JUG.CY, Jun 12, Build agents with Koog and debug by agents with AppGlass on JVM
Details
Join JUG.CY for “Build agents with Koog and debug by agents with AppGlass on JVM”, a meetup focused on two technologies that make AI on the JVM simpler, more practical, and more productive. Expect two deep technical talks with real Java and Kotlin code: don’t let the word “agent” mislead you — this won’t be vibe coding, it will be bytecode, JVM internals, and hands-on engineering.
Participation is completely free, but places are limited. Please check in if you plan to attend the meeting; we can't let you into the office if you are not on the list.
Agenda for this evening:
- Doors open at 18:30
- Talks will start at 19:00
- We will have a short break after the first talk
- We will have discussions regarding the talks with networking opportunities after.
- We will finish before 22:00 at the office, but nothing can stop us from continuing somewhere in the cozy bar.
Talks:
Vadim Briliantov - Why Most AI Agents Never Scale? Building Enterprise-Ready AI with Koog
I agents are everywhere — but most of them break the moment you try to use them for anything real. Token costs explode, behavior becomes unpredictable, and primitive "LLM + loop" architectures simply don't scale beyond flashy demos.
At JetBrains, we've been building agents that power real products used by millions. Koog is the open-source Kotlin and JVM framework that came out of this experience and was released at the KotlinConf 2025 exactly 1 year ago. In this talk, we'll introduce Koog 1.0.0 and show how its design makes AI agents scalable, predictable, and ready for production.

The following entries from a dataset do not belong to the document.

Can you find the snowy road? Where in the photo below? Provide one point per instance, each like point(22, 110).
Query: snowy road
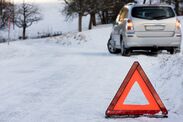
point(45, 81)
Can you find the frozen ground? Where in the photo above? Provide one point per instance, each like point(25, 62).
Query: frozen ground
point(53, 20)
point(73, 78)
point(50, 80)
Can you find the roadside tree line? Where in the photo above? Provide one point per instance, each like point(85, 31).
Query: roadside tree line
point(22, 15)
point(106, 10)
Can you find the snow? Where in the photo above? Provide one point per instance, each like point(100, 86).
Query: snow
point(53, 21)
point(73, 78)
point(47, 80)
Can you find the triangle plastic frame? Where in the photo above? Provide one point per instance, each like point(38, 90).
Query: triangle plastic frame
point(138, 110)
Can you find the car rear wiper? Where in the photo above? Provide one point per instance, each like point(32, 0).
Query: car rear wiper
point(159, 17)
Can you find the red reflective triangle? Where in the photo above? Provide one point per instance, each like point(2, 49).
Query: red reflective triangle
point(154, 106)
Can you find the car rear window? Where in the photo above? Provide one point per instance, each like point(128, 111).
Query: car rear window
point(153, 12)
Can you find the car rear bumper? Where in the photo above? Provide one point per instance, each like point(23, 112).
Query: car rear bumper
point(132, 41)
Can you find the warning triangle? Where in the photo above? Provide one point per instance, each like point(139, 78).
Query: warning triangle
point(153, 106)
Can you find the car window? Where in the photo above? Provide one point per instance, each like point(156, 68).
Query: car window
point(153, 12)
point(122, 15)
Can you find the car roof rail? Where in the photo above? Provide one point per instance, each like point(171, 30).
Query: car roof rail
point(132, 3)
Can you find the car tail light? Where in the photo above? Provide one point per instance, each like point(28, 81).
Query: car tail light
point(129, 25)
point(178, 25)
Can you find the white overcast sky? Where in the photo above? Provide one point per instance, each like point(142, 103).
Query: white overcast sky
point(39, 1)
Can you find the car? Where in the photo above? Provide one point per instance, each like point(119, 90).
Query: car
point(145, 27)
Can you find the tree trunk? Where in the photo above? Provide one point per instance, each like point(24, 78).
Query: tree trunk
point(144, 2)
point(80, 22)
point(103, 18)
point(23, 34)
point(94, 20)
point(90, 22)
point(177, 7)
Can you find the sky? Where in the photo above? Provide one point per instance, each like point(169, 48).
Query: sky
point(38, 1)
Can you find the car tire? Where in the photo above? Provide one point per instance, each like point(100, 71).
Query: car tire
point(124, 51)
point(173, 51)
point(111, 48)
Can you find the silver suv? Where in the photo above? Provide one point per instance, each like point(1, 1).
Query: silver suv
point(145, 27)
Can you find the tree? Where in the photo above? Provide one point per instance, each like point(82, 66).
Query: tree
point(74, 7)
point(25, 15)
point(6, 13)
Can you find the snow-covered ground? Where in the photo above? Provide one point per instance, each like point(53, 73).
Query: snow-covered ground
point(54, 20)
point(73, 78)
point(51, 80)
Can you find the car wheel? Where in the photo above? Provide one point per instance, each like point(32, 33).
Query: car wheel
point(124, 51)
point(111, 48)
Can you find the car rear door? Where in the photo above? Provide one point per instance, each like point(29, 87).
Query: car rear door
point(153, 21)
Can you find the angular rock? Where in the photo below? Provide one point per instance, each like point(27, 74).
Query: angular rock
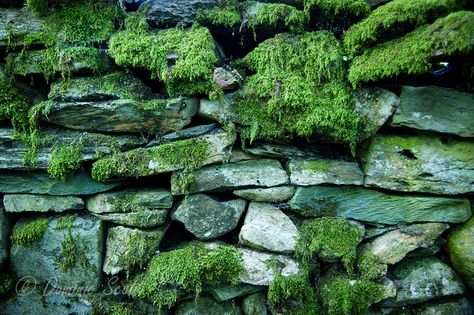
point(435, 109)
point(375, 105)
point(315, 172)
point(122, 115)
point(208, 218)
point(419, 164)
point(127, 248)
point(268, 228)
point(419, 280)
point(260, 173)
point(67, 255)
point(259, 267)
point(41, 203)
point(461, 251)
point(40, 183)
point(374, 206)
point(393, 246)
point(272, 194)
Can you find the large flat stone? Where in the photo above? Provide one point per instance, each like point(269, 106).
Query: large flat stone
point(374, 206)
point(419, 164)
point(437, 109)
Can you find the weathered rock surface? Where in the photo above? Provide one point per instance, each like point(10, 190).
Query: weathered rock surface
point(435, 109)
point(374, 206)
point(419, 164)
point(208, 218)
point(68, 255)
point(268, 228)
point(127, 248)
point(263, 173)
point(123, 115)
point(420, 280)
point(461, 251)
point(272, 194)
point(40, 183)
point(314, 172)
point(41, 203)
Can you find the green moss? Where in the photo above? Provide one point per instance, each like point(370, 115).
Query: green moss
point(185, 270)
point(329, 236)
point(412, 54)
point(394, 18)
point(30, 233)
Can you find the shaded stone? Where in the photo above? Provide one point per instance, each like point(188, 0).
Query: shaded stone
point(263, 173)
point(314, 172)
point(122, 115)
point(208, 218)
point(272, 194)
point(374, 206)
point(437, 109)
point(419, 164)
point(422, 279)
point(268, 228)
point(40, 183)
point(41, 203)
point(67, 255)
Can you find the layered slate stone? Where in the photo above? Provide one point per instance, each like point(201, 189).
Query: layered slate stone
point(374, 206)
point(422, 279)
point(419, 164)
point(141, 208)
point(122, 115)
point(259, 173)
point(315, 172)
point(268, 228)
point(67, 255)
point(208, 218)
point(435, 109)
point(41, 203)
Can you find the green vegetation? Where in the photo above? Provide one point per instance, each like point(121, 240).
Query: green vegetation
point(412, 54)
point(331, 237)
point(185, 270)
point(30, 233)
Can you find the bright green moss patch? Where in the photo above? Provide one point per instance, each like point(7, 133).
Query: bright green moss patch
point(412, 54)
point(30, 233)
point(394, 18)
point(186, 270)
point(331, 238)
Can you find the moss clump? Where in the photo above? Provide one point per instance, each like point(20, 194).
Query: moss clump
point(394, 18)
point(298, 88)
point(412, 54)
point(30, 233)
point(185, 270)
point(331, 237)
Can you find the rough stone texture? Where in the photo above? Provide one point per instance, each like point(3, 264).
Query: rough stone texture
point(163, 13)
point(208, 218)
point(268, 228)
point(315, 172)
point(12, 151)
point(419, 164)
point(376, 105)
point(423, 279)
point(43, 260)
point(378, 207)
point(264, 173)
point(41, 203)
point(461, 251)
point(258, 268)
point(435, 109)
point(122, 115)
point(127, 248)
point(272, 194)
point(40, 183)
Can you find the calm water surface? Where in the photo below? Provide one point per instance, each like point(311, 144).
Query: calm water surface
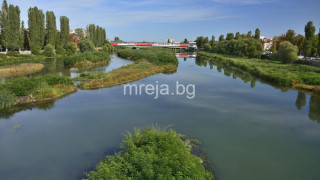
point(250, 129)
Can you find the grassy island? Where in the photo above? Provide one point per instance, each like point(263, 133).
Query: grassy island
point(19, 70)
point(148, 62)
point(26, 90)
point(291, 75)
point(87, 60)
point(152, 154)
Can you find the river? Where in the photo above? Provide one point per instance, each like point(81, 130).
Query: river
point(250, 129)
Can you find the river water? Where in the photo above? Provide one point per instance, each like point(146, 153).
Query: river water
point(250, 129)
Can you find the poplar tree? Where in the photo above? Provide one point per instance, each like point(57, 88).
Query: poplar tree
point(13, 38)
point(51, 28)
point(257, 34)
point(4, 24)
point(309, 30)
point(249, 34)
point(36, 27)
point(65, 30)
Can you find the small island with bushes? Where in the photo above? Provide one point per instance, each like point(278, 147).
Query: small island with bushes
point(152, 153)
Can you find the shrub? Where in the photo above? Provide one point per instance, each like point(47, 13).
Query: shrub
point(287, 52)
point(60, 50)
point(152, 154)
point(155, 56)
point(71, 48)
point(86, 46)
point(49, 51)
point(43, 91)
point(13, 53)
point(7, 99)
point(244, 47)
point(35, 49)
point(207, 47)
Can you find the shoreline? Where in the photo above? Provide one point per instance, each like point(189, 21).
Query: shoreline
point(293, 84)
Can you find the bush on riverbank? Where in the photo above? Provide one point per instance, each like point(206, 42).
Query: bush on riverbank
point(34, 89)
point(86, 46)
point(244, 47)
point(155, 56)
point(94, 57)
point(287, 53)
point(152, 154)
point(274, 71)
point(49, 51)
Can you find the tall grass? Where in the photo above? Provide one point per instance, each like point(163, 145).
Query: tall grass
point(94, 57)
point(155, 56)
point(273, 71)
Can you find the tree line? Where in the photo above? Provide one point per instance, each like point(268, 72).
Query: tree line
point(243, 45)
point(42, 30)
point(285, 47)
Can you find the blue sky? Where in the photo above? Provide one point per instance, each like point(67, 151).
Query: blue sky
point(157, 20)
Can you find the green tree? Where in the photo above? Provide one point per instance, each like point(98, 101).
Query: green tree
point(290, 36)
point(301, 100)
point(249, 34)
point(80, 33)
point(71, 48)
point(152, 154)
point(5, 28)
point(36, 27)
point(257, 34)
point(213, 40)
point(230, 36)
point(207, 47)
point(200, 41)
point(86, 46)
point(238, 35)
point(49, 51)
point(287, 52)
point(221, 38)
point(65, 30)
point(51, 28)
point(299, 40)
point(309, 30)
point(14, 28)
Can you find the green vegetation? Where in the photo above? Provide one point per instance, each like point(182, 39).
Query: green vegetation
point(155, 56)
point(94, 57)
point(148, 62)
point(36, 28)
point(291, 75)
point(65, 30)
point(26, 90)
point(71, 48)
point(22, 69)
point(49, 51)
point(96, 34)
point(287, 52)
point(51, 28)
point(244, 47)
point(86, 46)
point(6, 60)
point(152, 154)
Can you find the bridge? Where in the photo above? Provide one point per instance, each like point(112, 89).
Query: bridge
point(156, 45)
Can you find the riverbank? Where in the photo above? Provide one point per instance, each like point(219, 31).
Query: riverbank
point(20, 70)
point(147, 63)
point(23, 90)
point(6, 60)
point(152, 154)
point(290, 75)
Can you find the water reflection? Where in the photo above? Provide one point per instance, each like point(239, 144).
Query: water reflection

Koog gives Kotlin and Java teams a complete toolset for building agents as well-structured, type-safe systems — whether you're using simple functional agents, graph strategies, or planning-based approaches. It integrates deeply with the JVM and Kotlin Multiplatform ecosystems, including Spring, Spring AI, Ktor, Langfuse, W&B Weave, AWS Agent Core, Google Agent Engine, and full support for Android and Gemma-based local agents.
We'll also look at how Koog handles challenges that most agent frameworks avoid:
Managing cost and context at scale through strategy-driven decomposition.
Modeling domain behavior using strongly-typed steps, so agents produce reliable, controlled outputs instead of guesswork.
Persisting and checkpointing agent state for fault recovery and long-running workflows.
Observing, evaluating, and improving agents with OpenTelemetry, Langfuse, and W&B Weave.
By the end, you'll understand why most AI agents don't scale and how Koog helps you build the ones that do: agents that run across JVM and KMP targets, integrate cleanly with existing systems, and remain robust under real-world load.
If you want to bring AI agents into production without rewriting your stack or sacrificing reliability, this talk is for you.
Nikita Koval - AppGlass: Non-Suspending and Safe Tracepoints for Production JVM Applications
Traditional production debugging forces a trade-off: either collect indirect signals like logs and traces, or attach a powerful debugger that can interfere with the running system. AppGlass — a new product from the JetBrains startup incubator — explores a different approach: JVM tracepoints with runtime snapshots and user-defined conditions designed to be safe enough for production use.
In this talk, we’ll show how AppGlass works under the hood: JVM bytecode instrumentation, snapshot capture, conditional tracepoint evaluation, and streaming tracepoint hits back into IntelliJ IDEA. We’ll focus on the engineering challenges behind production-grade live debugging — especially how to execute developer-defined conditions while guaranteeing they cannot mutate application state or otherwise affect the observed program. We’ll also show how AppGlass can be used both with AI agents and for debugging local code and tests, giving developers and agents access to real runtime data.
About the speakers:
Vadim Briliantov (@vadim.briliantov) Technical Lead and creator of the Koog framework at JetBrains.
Over the past 8 years at JetBrains, Vadim has contributed to a wide range of projects, including the IntelliJ Kotlin plugin, Kotlin Libraries, the Ktor framework, the Qodana Cloud Backend, and Kotlin Multiplatform Tooling. He has also led the technological direction of AI agent development across multiple products as part of the AI Agents Platform. Currently, he leads the development of the Koog framework.
Nikita Koval (https://nikitakoval.org/), Technical Lead for the Debugging Research team at JetBrains and specialize in concurrent programming and program analysis. Recent highlights include redesigning the synchronization and communication primitives for Kotlin coroutines and creating Lincheck, a testing framework for concurrent data structures. His primary research interests include but are not limited to concurrent data structures and algorithms, their verification, and practically applicable code analysis.